La mission des Nations unies présente en Haïti depuis plus de 13 ans a été officiellement close jeudi, alors que le pays connaît un regain de tensions socio-politiques.

La fin de la Mission des Nations Unies pour la stabilisation en Haïti (Minustah) a été symboliquement marquée par la descente du drapeau onusien sur la principale base militaire de l’organisation, en présence des représentants des autorités nationales et des diplomates étrangers.

« Il reste encore beaucoup à faire pour qu’Haïti atteigne la stabilité et le développement durable auxquels tous et chacun aspirent », a tenu à souligner Sandra Honoré, qui a dirigé la Minustah ces quatre dernières années.

La mission avait été déployée en 2004 après le départ du président Jean-Bertrand Aristide pour aider à endiguer la violence notamment dans la capitale Port-au-Prince.
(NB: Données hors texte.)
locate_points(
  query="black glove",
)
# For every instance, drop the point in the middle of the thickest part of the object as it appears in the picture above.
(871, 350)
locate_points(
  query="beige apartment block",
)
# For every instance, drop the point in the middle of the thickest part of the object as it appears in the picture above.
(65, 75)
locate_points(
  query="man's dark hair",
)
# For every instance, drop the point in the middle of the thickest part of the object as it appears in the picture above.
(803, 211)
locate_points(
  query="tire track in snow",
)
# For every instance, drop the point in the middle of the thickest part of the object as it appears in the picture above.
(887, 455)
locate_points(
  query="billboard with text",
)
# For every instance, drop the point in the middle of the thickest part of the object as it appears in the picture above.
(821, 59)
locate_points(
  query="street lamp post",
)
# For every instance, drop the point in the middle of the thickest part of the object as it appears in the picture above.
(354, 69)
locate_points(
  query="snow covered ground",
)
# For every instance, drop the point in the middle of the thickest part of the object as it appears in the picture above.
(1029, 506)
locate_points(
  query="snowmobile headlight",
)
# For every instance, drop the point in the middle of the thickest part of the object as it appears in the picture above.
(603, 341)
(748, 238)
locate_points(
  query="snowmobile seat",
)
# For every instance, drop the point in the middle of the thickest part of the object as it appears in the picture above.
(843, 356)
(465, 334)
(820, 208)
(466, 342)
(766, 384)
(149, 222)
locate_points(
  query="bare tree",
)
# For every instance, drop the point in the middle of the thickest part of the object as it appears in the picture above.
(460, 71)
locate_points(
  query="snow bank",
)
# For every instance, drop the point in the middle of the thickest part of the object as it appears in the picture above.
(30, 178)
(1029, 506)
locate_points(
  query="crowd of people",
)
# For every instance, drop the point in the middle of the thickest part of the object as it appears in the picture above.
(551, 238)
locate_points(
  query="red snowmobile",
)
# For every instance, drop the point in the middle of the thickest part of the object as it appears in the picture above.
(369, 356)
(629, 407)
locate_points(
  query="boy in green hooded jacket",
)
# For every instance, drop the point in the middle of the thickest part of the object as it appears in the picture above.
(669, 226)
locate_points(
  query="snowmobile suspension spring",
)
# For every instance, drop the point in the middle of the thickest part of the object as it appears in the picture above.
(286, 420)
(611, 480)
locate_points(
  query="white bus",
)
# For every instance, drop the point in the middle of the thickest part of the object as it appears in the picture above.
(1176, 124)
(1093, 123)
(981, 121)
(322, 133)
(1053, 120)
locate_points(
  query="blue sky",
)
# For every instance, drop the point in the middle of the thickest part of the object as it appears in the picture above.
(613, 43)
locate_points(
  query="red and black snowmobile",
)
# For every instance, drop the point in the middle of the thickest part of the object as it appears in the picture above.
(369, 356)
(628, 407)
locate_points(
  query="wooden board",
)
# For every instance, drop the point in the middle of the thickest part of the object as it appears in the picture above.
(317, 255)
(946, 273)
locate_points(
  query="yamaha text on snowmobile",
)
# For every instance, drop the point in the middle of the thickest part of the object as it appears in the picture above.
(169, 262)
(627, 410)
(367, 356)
Mais elle n’a jamais su gagner la confiance des Haïtiens.

Elle a toujours été perçue comme une armée d’occupation par les nombreux partisans de l’ancien président.

La colère à l’égard de ces forces internationales s’est accentuée au fil des scandales révélant des crimes sexuels perpétrés dans le pays par son personnel.
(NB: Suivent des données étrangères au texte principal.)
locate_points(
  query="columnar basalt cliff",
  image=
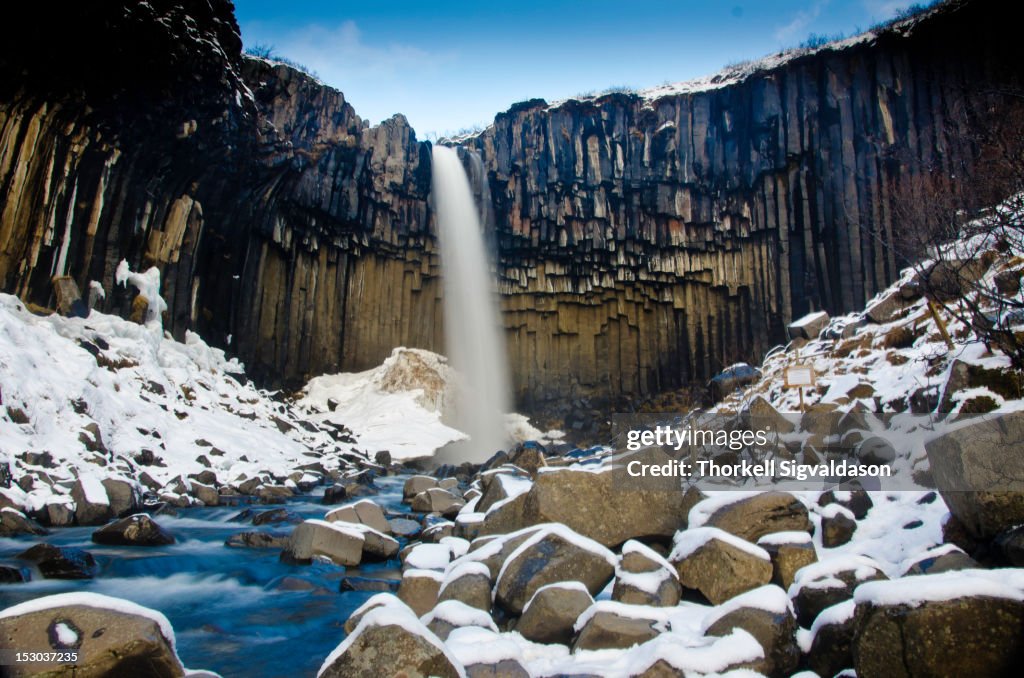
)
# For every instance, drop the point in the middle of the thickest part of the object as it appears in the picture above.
(644, 242)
La réputation de la mission s’est encore ternie après octobre 2010, lorsqu’une épidémie de choléra a été introduite dans le pays par des Casques bleus népalais, causant la mort de plus de 10.000 Haïtiens.

Sept ans après le début de l’épidémie, les programmes de lutte contre le choléra sont encore sous-financés: seuls 20% des fonds nécessaires pour l’année 2018 ont pour l’heure été trouvés, a annoncé l’Unicef à l’AFP.

Malgré ces difficultés et le nombre croissant de victimes, le président haïtien n’a fait qu’évoquer le nom de l’épidémie dans un court discours.

« Puisse la coopération internationale dans cette nouvelle ère continuer à accompagner la République d’Haïti directement à travers ses institutions républicaines, afin d’éliminer le choléra et d’atteindre à l’horizon 2030 les objectifs du développement durable », a déclaré Jovenel Moïse.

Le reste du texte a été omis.